Problem 5.17 from David Morin's "Introduction to classical mechanics"
At t = 0, a massless bucket contains a mass M of sand. It is connected to a wall by a massless spring with constant tension T (that is, independent of length). The ground is frictionless, and the initial distance to the wall is L. At later times, let x be the distance from the wall, and let m be the mass of sand in the bucket. The bucket is released, and on its way to the wall, it leaks sand at a rate dm/dx = M/L. In other words, the rate is constant with respect to distance, not time; and it ends up empty right when it reaches the wall. Note that dx is negative, so dm is also.
Q.
(a) What is the kinetic energy of the (sand in the) bucket, as a function of x? What is its maximum value?

Relevant Equations

Conservation of momentum

Hi,
Can you please help me understand how the formula of energy decreasing during a sand leaking is obtained?
One of possible solution to this problem, suggested in the textbook, states that when the bucket moves from x to x+dx (d is negative), there are two components responsible of energy change: one is due to the work done by the spring (-T)dx, and another which is proportional to dx/x, i.e. the energy change is E dx/x.
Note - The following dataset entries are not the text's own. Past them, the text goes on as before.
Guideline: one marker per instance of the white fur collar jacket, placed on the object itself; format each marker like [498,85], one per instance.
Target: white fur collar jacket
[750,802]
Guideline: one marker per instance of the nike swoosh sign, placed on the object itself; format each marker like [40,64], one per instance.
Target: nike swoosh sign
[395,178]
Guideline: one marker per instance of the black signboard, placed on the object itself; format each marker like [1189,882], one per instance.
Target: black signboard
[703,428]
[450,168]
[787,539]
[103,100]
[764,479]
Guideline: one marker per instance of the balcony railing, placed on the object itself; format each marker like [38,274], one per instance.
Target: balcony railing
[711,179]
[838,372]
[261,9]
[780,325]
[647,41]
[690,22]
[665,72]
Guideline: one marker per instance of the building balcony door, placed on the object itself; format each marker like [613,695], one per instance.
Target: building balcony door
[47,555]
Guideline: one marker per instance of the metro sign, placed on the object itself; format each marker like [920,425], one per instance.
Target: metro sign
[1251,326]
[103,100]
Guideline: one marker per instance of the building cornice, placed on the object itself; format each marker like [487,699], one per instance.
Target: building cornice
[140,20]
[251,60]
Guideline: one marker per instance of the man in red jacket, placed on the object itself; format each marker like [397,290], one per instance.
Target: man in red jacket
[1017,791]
Thus
$$dE=-Tdx+E\frac{dx}{x}$$.
How this component E dx/x is obtained?
Thanks a lot!

 

[haruspex]

How much sand is in the bucket when x from the wall?
What fraction is lost in the next dx?
What fraction of its KE is that?

 

[kuruman]

Without wishing to detract from the textbook's approach, I think it is more straightforward to write down Newton's second law as $T=m(\xi)a$ where $m(\xi)$ is the mass of the sand when the bucket is at distance $\xi$ from the wall and then note that $a=\dfrac{dv}{dt}=\dfrac{dv}{dx}\dfrac{dx}{dt}=v\dfrac{dv}{dx}=-v\dfrac{dv}{d\xi}.$ The resulting equation is separable.

 

[Tomy World]

To solve this problem, these are the key equations to be resolved.
$$\frac {dm} {dx} = \frac {M} {L} $$.... get m(x)
$$T=ma ⇒ \frac {dT} {dx} = 0 = m \frac {da} {dx} + a \frac {dm} {dx} $$.... get a(x)
$$a = \frac {dv} {dt} = \frac {dv} {dx} \frac {dx} {dt} = v \frac {dv} {dx} ⇒ a dx = v dv $$.... get v(x)

Finally,
$$\text{Kinetic Energy} = E =\frac {mv^2} {2} $$.... get E(x)

If you got the equation correctly, the graph should look similar to the attached image (plot using https://www.transum.org/Maths/Activity/Graph/Desmos.asp)

 

[Tomy World]

Attached image shows how to get
$$dE = -Tdx + E\frac{dx} {x}$$
This is interesting. But I'm not sure how this approach helps in solving the problem ;-)

 

[haruspex]

Attached image shows how to get
$$dE = -Tdx + E\frac{dx} {x}$$
This is interesting. But I'm not sure how this approach helps in solving the problem ;-)

Dividing through by x makes it directly integrable.